However, Canon’s perspective on the v3900 tool is predictably hostile, and their legal and technical arguments are not without merit. From a risk-management standpoint, resetting the waste ink counter without physically cleaning or replacing the pads can lead to catastrophic ink leakage. Saturated pads will eventually seep ink into the printer’s chassis, shorting circuit boards, staining furniture, and creating a biohazard of moldy ink. Canon would argue that the hard lock is a safety feature, not a sales tactic. Furthermore, the tool violates the Digital Millennium Copyright Act (DMCA) and similar international laws that prohibit circumvention of access controls. Canon has pursued legal action against distributors of such service tools, citing that unauthorized use voids warranties and that the software itself is stolen intellectual property. The spread of v3900 across torrent sites, forums, and file-sharing networks is, in their view, a digital piracy problem masquerading as a consumer rights movement.
Using service tools carries inherent risks. To ensure a successful reset:
Click the button. A "Command was sent" message should appear. Find the Ink Absorber Counter section and click Set again. Turn off the printer, wait 10 seconds, and turn it back on. Common Error Codes and Troubleshooting canon service tool v3900
The most critical step in utilizing the Service Tool is placing the printer into . The tool will not communicate with a printer in standard "User Mode."
Note: Attempting to use this tool on unsupported models may result in a "Not Supported" error or, in rare cases, firmware corruption. However, Canon’s perspective on the v3900 tool is
Service Tool v3900 is architected for specific printer generations. It is not backward compatible with all older models (e.g., iP1880) nor forward compatible with newer cartridge-less architectures.
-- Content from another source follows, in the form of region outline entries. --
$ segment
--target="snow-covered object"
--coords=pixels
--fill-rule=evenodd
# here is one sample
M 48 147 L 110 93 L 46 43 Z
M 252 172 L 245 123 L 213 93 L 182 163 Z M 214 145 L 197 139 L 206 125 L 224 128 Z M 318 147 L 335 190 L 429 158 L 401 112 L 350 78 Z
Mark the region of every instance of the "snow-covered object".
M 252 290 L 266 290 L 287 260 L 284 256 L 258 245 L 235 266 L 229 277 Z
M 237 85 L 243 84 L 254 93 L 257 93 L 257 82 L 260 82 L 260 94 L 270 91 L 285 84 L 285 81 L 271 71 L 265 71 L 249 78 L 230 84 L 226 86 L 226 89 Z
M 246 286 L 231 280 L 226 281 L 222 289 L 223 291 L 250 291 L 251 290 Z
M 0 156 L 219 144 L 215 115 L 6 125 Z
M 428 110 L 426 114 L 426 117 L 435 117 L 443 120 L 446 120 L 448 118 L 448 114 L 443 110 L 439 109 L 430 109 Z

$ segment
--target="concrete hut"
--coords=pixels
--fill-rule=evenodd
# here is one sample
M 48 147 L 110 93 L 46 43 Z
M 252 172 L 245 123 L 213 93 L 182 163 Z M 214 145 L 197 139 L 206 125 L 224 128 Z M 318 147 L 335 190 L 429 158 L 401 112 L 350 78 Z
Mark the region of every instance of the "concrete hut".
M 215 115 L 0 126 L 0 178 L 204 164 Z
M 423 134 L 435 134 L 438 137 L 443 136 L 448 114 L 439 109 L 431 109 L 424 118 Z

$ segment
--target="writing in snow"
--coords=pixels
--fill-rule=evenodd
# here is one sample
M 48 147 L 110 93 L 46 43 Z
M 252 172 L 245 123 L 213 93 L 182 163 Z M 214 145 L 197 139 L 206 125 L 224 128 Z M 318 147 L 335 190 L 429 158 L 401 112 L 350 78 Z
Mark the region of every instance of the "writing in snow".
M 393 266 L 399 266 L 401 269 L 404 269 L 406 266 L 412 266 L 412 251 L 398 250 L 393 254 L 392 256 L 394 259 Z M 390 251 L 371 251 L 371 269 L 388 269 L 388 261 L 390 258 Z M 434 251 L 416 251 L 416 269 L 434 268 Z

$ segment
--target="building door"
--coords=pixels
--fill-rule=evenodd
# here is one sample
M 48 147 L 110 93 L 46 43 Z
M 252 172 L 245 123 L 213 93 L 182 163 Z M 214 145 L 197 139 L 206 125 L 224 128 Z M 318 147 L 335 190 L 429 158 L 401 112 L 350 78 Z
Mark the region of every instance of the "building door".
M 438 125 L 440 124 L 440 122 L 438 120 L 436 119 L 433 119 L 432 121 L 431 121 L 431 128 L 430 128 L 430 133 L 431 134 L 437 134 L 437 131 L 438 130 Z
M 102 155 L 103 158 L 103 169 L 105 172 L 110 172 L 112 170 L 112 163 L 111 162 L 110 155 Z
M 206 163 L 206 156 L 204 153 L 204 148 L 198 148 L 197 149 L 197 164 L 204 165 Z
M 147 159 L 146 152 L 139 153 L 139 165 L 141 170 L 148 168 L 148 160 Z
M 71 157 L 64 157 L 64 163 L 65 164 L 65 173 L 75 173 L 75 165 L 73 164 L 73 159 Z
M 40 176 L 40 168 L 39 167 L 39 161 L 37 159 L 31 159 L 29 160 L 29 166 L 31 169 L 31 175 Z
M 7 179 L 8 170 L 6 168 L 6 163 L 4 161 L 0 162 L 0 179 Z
At its core, Canon Service Tool v3900 is a proprietary software utility designed to interface with the service mode of Canon printers, specifically those in the PIXMA lineup. Unlike the standard drivers or maintenance applications available to the public, this tool is part of a restricted ecosystem intended solely for Canon-authorized service centers. Its primary function is to perform low-level hardware resets. The most celebrated of these is the waste ink pad counter reset. Modern inkjet printers contain absorbent pads that collect excess ink from cleaning cycles; when the printer’s internal counter deems these pads “full,” it locks the device entirely, displaying an error code (often 5B00 or 5B01). In Canon’s design, this lock is a deliberate endpoint. However, the v3900 tool bypasses this logic, resetting the counter and giving the printer a second life. It can also perform nozzle checks, print EEPROM information, and adjust print head alignment—operations that are otherwise inaccessible. Canon would argue that the hard lock is
In the ecosystem of modern consumer electronics, a fundamental tension exists between the manufacturer’s desire for control and the user’s aspiration for longevity. Nowhere is this conflict more visible than in the world of inkjet printing, a realm where razor-thin profit margins on hardware are recouped through consumables like ink. Within this landscape, a piece of software known as "Canon Service Tool v3900" has emerged as a controversial, quasi-legendary utility. To the average user, it is an obscure executable file; to a technician, it is a professional instrument; but to the broader conversation about digital rights, it represents a potent act of reverse-engineering and a grassroots challenge to planned obsolescence.
Do not attempt to use the service tool over Wi-Fi; it requires a direct cable connection.